Take a look at this OpenCybele to see whether or not it suits your problem.
http://cybelepro.com/doc%5Cbrochures%5Ccybelebrochure_fin.pdf
Best Regards,
Danny Liu
Posted by: Danny Liu | March 29, 2007 at 04:32 AM
Thanks, Danny. Cybele looks quite interesting. I'll investigate it further
Posted by: Alan J | March 31, 2007 at 07:31 PM
Microsoft recently released concurrency and distributed services runtimes called ccr and dss. I think they might fit very well with your problem. They were created in their robotics division but are released independently now.

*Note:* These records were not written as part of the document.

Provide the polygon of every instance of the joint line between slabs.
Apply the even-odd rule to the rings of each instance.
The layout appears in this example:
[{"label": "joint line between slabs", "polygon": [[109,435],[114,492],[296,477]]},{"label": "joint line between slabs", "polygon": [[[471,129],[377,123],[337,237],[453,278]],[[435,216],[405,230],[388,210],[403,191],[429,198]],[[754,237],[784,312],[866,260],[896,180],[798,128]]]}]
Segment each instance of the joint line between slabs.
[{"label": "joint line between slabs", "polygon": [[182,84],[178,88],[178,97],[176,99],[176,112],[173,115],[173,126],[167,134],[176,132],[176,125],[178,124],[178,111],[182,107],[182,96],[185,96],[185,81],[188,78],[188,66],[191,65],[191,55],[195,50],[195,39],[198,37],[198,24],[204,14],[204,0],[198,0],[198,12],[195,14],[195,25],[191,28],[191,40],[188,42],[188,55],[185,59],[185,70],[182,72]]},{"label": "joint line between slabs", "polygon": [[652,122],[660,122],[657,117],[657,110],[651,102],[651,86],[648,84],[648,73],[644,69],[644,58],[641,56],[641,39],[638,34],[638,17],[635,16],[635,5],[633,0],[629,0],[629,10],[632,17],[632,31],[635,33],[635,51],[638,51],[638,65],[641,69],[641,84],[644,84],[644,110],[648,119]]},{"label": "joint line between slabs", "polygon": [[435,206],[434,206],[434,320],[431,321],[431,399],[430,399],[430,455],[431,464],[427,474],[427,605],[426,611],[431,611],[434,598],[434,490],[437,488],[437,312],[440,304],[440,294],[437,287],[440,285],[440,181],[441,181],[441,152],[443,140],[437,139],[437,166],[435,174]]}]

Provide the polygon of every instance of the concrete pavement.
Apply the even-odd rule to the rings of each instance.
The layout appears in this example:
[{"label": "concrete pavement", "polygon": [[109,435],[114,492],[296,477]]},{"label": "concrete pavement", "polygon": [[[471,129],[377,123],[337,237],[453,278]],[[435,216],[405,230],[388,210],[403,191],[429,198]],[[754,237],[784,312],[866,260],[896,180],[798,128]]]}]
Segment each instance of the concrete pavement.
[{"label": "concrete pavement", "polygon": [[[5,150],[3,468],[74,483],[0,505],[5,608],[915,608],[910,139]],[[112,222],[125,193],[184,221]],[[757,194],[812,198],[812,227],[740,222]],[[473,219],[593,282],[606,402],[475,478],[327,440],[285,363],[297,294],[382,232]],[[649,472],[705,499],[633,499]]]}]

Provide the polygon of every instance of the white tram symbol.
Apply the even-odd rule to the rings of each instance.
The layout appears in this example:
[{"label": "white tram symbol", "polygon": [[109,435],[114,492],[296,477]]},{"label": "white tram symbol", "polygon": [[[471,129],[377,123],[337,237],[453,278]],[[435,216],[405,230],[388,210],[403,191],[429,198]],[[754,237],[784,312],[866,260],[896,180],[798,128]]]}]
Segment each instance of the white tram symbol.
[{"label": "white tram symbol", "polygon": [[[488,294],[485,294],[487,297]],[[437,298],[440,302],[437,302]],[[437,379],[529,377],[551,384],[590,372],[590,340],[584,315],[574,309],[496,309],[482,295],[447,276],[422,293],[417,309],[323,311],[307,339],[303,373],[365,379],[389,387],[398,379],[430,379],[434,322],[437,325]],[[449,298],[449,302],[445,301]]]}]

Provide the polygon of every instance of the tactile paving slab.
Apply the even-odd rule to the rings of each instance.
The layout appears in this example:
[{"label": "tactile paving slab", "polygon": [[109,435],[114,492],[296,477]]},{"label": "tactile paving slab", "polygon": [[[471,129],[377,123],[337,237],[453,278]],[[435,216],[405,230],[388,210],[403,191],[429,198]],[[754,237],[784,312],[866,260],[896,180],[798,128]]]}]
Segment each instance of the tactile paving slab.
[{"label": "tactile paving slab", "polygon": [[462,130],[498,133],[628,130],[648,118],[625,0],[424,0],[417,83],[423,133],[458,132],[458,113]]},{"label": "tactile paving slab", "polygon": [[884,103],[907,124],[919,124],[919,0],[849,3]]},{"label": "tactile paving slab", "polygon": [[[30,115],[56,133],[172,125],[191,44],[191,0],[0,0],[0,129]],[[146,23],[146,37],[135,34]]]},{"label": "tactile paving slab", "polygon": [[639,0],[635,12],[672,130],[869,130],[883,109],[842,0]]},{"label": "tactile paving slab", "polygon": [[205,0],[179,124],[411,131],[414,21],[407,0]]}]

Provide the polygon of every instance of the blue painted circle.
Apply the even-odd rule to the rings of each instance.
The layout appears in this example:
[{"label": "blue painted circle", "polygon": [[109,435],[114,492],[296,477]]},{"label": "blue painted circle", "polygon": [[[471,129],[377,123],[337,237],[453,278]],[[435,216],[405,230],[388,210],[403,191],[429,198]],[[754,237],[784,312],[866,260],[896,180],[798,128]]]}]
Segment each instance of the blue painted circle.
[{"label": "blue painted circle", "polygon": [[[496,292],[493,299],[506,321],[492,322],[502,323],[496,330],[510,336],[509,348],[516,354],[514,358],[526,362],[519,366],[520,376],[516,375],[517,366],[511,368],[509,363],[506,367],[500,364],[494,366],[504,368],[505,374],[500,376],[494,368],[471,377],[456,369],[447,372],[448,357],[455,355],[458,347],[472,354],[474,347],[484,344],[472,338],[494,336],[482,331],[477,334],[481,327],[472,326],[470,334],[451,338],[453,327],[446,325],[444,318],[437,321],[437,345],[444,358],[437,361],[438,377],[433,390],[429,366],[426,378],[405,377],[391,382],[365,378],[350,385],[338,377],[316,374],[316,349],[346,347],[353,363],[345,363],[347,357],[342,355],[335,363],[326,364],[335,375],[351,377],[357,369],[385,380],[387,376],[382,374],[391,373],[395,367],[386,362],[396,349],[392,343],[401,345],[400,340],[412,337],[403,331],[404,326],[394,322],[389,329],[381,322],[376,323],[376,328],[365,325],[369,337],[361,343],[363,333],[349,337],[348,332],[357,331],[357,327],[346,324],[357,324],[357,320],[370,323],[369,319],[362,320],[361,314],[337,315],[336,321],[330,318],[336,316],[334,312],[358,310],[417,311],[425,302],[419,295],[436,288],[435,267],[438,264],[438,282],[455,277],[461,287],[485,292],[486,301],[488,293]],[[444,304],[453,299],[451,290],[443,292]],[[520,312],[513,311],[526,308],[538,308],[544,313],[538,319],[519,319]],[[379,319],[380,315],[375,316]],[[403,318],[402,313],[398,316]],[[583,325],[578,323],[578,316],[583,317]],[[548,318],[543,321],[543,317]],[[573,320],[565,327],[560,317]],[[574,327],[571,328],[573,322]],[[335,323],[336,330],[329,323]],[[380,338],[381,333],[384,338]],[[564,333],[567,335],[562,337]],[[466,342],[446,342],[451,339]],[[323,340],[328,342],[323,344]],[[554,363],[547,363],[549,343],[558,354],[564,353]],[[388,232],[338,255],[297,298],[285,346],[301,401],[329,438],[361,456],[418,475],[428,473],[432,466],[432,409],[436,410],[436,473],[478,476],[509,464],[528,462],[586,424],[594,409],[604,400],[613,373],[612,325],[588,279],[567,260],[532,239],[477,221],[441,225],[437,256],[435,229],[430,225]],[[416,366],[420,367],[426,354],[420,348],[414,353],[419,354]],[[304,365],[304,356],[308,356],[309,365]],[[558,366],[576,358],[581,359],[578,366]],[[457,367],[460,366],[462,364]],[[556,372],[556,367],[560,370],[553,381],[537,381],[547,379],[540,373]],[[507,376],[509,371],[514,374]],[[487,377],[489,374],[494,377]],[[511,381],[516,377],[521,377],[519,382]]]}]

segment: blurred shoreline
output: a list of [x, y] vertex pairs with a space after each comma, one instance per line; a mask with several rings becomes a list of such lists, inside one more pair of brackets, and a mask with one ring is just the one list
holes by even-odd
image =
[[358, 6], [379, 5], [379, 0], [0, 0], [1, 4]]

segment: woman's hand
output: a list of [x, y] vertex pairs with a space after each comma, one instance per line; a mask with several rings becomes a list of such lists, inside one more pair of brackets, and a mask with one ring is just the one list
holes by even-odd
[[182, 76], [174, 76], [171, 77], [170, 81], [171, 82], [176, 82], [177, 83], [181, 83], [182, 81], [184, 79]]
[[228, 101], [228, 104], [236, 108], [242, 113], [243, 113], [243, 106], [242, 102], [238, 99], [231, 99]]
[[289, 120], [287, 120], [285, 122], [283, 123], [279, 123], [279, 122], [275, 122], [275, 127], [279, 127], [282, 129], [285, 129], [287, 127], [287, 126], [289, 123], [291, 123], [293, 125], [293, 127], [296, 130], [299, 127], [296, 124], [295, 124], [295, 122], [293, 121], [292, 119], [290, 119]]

check out the ms robotics pages and/or msdn for ccr and dss
Posted by: haig | April 13, 2007 at 01:09 PM
BTW, there are also some cool open source avenues using middleware such as ICE (www.zeroc.com) and agent-based systems such as cougaar (cougaar.org).
sorry for the multiple posts, but your blog has got me excited about what you're doing =)
Posted by: haig | April 13, 2007 at 01:14 PM
Haig,
Wow, thanks for the links. Ice looks nice, and so does Cougaar.
This person raves about the Microsoft technologies you mention:
http://marcja.wordpress.com/2007/04/12/the-most-revolutionary-microsoft-technology-youve-never-heard-of/
In any event, I was unaware of any of this, so big thanks to you and Danny for pointing this stuff out!
Posted by: Alan J | April 15, 2007 at 03:50 PM
WCF is no longer in beta. It was released back in Nov '06. It offers a number of interesting features, but one of the more relevant for you might be PeerChannel. PeerChannel is a P2P framework that can get multicast-like functionality without multicast. It's a higher-level interface over UDP. The team also has a blog.
You may also want to check out the Digipede Network. It's grid computing platform that is relatively inexpensive, very developer-centric, and simple to use.
If you're distributed computing problems become less embarassingly parallel and more mesh-like, you may want to consider Microsoft Compute Cluster Server. They have created a secure MPI implementation.
Would love to hear more as it develops.
Posted by: Marc Jacobs | April 18, 2007 at 10:07 AM
Thanks, Marc, for the informative comment.
I guess I went to an out of date MSDN website regarding WCF, although it was a download page.
I'll have you know I ate up a few hours watching the Digipede videos. Interesting stuff.
My problem is both mesh-like and parallel at the same time, if I understand the definitions of those terms. Basically, I'll have communities of traders running continuously (parallel) "forever," communicating in a mesh-like network with a market, an accounting system (bank), and consuming a ticker / price / information stream from various providers. My problem leans more towards managing the continuous communications streams than the computation and distribution of code(ala Digipede), since I can generally distribute loads / computation / executables in a "set and forget" fashion (I hope). The P2P type solutions like PeerChannel thus look like a better fit for me.
What would serve best, I think, is reconfigurable (on-the-fly) Unix-like pipes routing continuous streams from process to process.
I'll definately post on what I end up with.